Prendersi il Pd in tre mosse
Tesseramento, elezioni europee, congresso: queste le tre tappe della strategia di Massimo D’Alema per voltare pagina nel Partito Democratico. Che l’ex-premier non sia un estimatore della leadership di Walter Veltroni è cosa nota, così come sono noti i fastidî dell’apparato veltroniano davanti all’attivismo post-elettorale di D’Alema e della sua fondazione Red. Presto però saranno accantonate le dichiarazioni a mezza bocca con cui si sono sfidati finora i due storici rivali, e si comincerà a fare sul serio.
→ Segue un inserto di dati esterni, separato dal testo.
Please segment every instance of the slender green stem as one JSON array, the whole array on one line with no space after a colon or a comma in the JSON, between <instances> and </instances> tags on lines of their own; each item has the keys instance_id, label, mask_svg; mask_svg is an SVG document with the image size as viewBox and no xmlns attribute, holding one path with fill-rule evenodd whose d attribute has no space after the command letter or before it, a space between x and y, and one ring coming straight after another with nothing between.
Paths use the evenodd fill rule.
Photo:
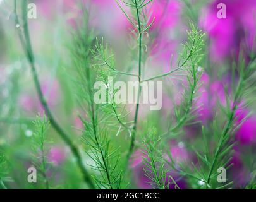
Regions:
<instances>
[{"instance_id":1,"label":"slender green stem","mask_svg":"<svg viewBox=\"0 0 256 202\"><path fill-rule=\"evenodd\" d=\"M3 182L2 179L0 177L0 187L3 189L8 189L6 186L4 185L4 182Z\"/></svg>"},{"instance_id":2,"label":"slender green stem","mask_svg":"<svg viewBox=\"0 0 256 202\"><path fill-rule=\"evenodd\" d=\"M139 100L140 97L140 91L141 91L141 73L142 73L142 27L140 24L140 14L139 14L139 8L138 8L137 0L135 0L136 4L136 13L137 16L137 20L138 20L138 35L139 35L139 39L138 39L138 95L137 95L137 103L136 104L136 109L135 109L135 115L134 117L134 125L133 128L133 131L131 133L131 145L129 148L129 151L127 155L127 160L129 160L131 155L133 153L133 148L134 148L134 143L136 138L136 132L137 132L137 122L138 122L138 109L139 109Z\"/></svg>"},{"instance_id":3,"label":"slender green stem","mask_svg":"<svg viewBox=\"0 0 256 202\"><path fill-rule=\"evenodd\" d=\"M250 73L251 65L255 62L255 60L256 60L256 57L254 57L253 59L252 59L252 61L247 65L247 68L245 68L245 69L242 69L241 70L241 75L240 76L240 78L239 80L239 83L238 84L238 86L236 87L236 91L235 92L234 102L232 105L232 109L231 109L230 116L228 119L228 122L226 124L223 133L221 135L221 139L219 141L218 146L217 147L216 151L214 154L212 163L210 167L210 170L209 170L209 172L208 174L207 178L206 189L208 188L207 185L209 185L210 182L211 176L212 175L214 166L216 164L217 159L219 158L219 155L221 151L223 142L225 140L225 138L228 134L228 133L230 132L230 130L232 128L232 126L233 126L233 121L235 119L235 113L236 113L236 109L238 107L238 102L239 102L239 99L240 98L241 93L242 93L242 91L243 91L245 80L247 78L247 77L248 76L248 74ZM245 73L244 72L245 71Z\"/></svg>"},{"instance_id":4,"label":"slender green stem","mask_svg":"<svg viewBox=\"0 0 256 202\"><path fill-rule=\"evenodd\" d=\"M15 21L16 25L20 25L18 15L16 13L16 0L14 0L15 3ZM19 37L21 42L21 45L23 45L23 49L27 55L27 59L30 64L31 68L31 71L33 75L34 81L35 85L35 88L37 90L37 92L38 96L39 97L40 102L41 103L42 105L43 106L45 111L46 114L47 116L49 121L50 121L52 127L55 129L56 132L59 134L61 138L63 140L63 141L69 146L70 150L75 157L76 159L76 162L81 169L82 174L83 175L84 180L86 182L88 183L89 187L91 189L95 189L95 186L92 182L92 180L91 179L90 175L89 175L87 170L85 169L81 155L79 153L79 151L76 146L73 144L72 141L70 139L68 134L63 131L63 129L61 128L57 121L55 120L49 107L49 105L44 98L44 95L42 92L41 86L39 83L39 78L37 76L37 71L35 67L35 61L34 61L34 53L32 51L32 48L30 42L30 37L28 30L28 25L27 21L27 1L24 0L23 2L23 9L22 9L22 14L23 14L23 20L24 23L24 36L25 40L23 38L20 32L19 32Z\"/></svg>"},{"instance_id":5,"label":"slender green stem","mask_svg":"<svg viewBox=\"0 0 256 202\"><path fill-rule=\"evenodd\" d=\"M206 182L207 182L206 189L208 188L208 185L210 183L210 181L211 179L211 176L212 176L212 174L213 172L213 170L214 169L216 163L217 163L217 160L219 158L219 153L222 149L223 141L224 141L226 135L229 133L230 129L232 128L232 125L233 125L233 122L234 121L234 118L235 118L235 112L236 112L236 110L237 109L237 101L239 98L240 93L241 93L241 90L243 87L243 78L240 79L238 87L236 88L236 92L235 94L234 102L233 102L233 104L232 106L231 113L228 120L228 122L226 124L225 128L221 135L221 139L219 141L218 146L217 146L216 151L215 152L214 159L213 159L212 163L210 165L210 170L209 170L209 174L207 175L207 181L207 181Z\"/></svg>"}]
</instances>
La prima fase sarà il tesseramento, iniziato a fari spenti quest’estate e presto rilanciato in grande stile in occasione della manifestazione del 25 ottobre. Un tesseramento voluto fortissimamente da Massimo D’Alema – «Io sono abituato ad avere una tessera, per ora ho ancora un attestato e aspetto trepidante di avere una tessera» – e che, fosse dipeso dalle truppe veltroniane nella commissione statuto del partito, non si sarebbe mai realizzato, regalando al Partito Democratico quello status di partito liquido e all’americana tanto caro al segretario del Pd. C’è un altro tesseramento, però, al quale Massimo D’Alema tiene particolarmente: quello di Red, il cui primo conteggio ufficiale è stato diffuso nei giorni scorsi fornendo cifre di tutto rispetto (tremila iscritti, e il tesseramento nelle regioni rosse deve ancora partire). Il tesseramento di Red e quello del Partito Democratico sono strettamente collegati. In molti considerano ormai l’associazione dalemiana un vero e proprio partito nel partito, e pensano che sarà proprio Red lo strumento con cui, al momento opportuno, D’Alema lancerà l’opa sulla leadership del Partito Democratico.
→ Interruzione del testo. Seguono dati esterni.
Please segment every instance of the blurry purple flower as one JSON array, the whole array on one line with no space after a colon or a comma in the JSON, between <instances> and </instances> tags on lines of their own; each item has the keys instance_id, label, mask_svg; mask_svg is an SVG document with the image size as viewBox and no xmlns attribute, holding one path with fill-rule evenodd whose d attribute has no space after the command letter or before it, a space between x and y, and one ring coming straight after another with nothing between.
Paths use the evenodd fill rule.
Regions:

Quando arriverà il momento opportuno? Certamente dopo le elezioni europee della prossima primavera, altro momento fondamentale della strategia di Massimo D’Alema. Prima però ci sono da definire le modifiche della legge elettorale, e anche sulla proposte del centrodestra (liste bloccate e sbarramento al 5%) le strade di D’Alema e Veltroni divergono. La posizione ufficiale del Partito Democratico chiede il mantenimento delle preferenze e uno sbarramento al 3%, sebbene non sia un mistero che il segretario voglia a tutti i costi il mantenimento delle preferenze, anche a costo di uno sbarramento al 5%, mentre D’Alema preferisca uno sbarramento più basso e meno penalizzante per l’Udc e le forze alla sinistra del Pd, anche a costo di dover votare con le liste bloccate. Al di là delle regole, però, quel che conterà delle elezioni europee sarà il risultato: con il Pd sopra la soglia psicologica del 30%, Veltroni riuscirà a rimanere in sella al partito. Con il Pd sotto quella soglia, si aprirà inevitabilmente la guerra di successione, e lì prenderà inizio la terza ed ultima tappa: il congresso.
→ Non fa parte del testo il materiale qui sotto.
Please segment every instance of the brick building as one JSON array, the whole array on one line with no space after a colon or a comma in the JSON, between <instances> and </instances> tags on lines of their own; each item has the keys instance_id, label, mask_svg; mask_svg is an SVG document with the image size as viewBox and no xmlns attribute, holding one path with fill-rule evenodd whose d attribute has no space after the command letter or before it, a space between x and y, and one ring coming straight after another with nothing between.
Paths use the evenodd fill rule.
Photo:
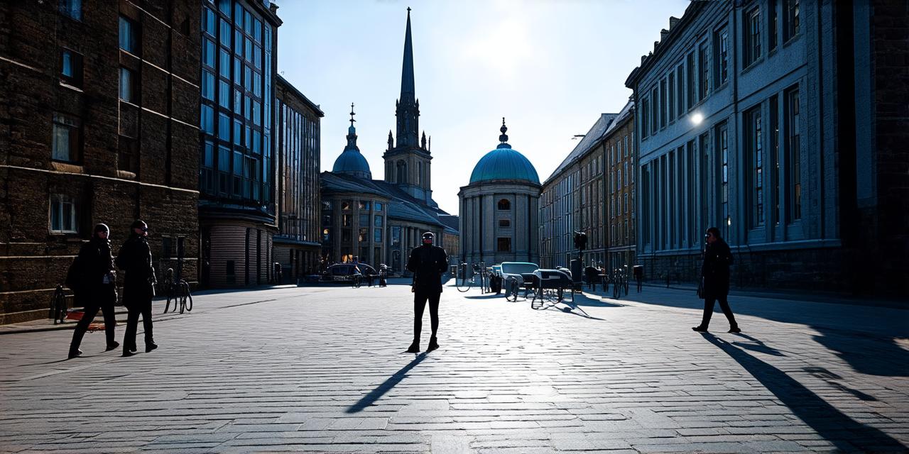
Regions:
<instances>
[{"instance_id":1,"label":"brick building","mask_svg":"<svg viewBox=\"0 0 909 454\"><path fill-rule=\"evenodd\" d=\"M319 119L325 114L280 75L275 95L278 232L274 254L284 281L295 282L319 268Z\"/></svg>"},{"instance_id":2,"label":"brick building","mask_svg":"<svg viewBox=\"0 0 909 454\"><path fill-rule=\"evenodd\" d=\"M625 83L648 276L694 281L715 225L734 285L909 293L907 18L889 0L671 18Z\"/></svg>"},{"instance_id":3,"label":"brick building","mask_svg":"<svg viewBox=\"0 0 909 454\"><path fill-rule=\"evenodd\" d=\"M46 317L92 227L136 218L160 273L198 252L199 6L0 3L0 320ZM159 276L160 279L160 276Z\"/></svg>"}]
</instances>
Un congresso anticipato durante il quale celebrare lo scontro covato negli ultimi mesi tra due visioni radicalmente diverse della politica. Non assisteremo però a una riedizione delle sfide del passato. D’Alema non ha intenzione di contendere personalmente la leadership del partito a Veltroni, e ha deciso di puntare tutto su qualcuno che dell’attuale segretario del Pd è già stato avversario, poco più di un anno fa: Enrico Letta. Da mesi ormai lettiani e dalemiani si parlano e si muovono come un sol uomo: sistema proporzionale, fine dell’autosufficienza del Pd, convergenze con l’Udc di Casini, difesa del governo Prodi e critica alla leadership di Veltroni, anche dopo la recente svolta radical. Non è finita: la stessa Red è presieduta da Paolo De Castro, sostenitore della candidatura dell’attuale ministro ombra del welfare alle primarie del 14 ottobre. Gradita a popolari e rutelliani, una candidatura Letta rispetterebbe poi la regola non scritta dell’alternanza tra ex Ds ed ex Dl nei ruoli cardine del partito. D’Alema lo aveva anticipato: «Il prossimo segretario dovrà avere vent’anni meno di me». Tra Massimo ed Enrico di anni ce ne sono diciassette: l’impressione è che nessuno starà lì a sottilizzare.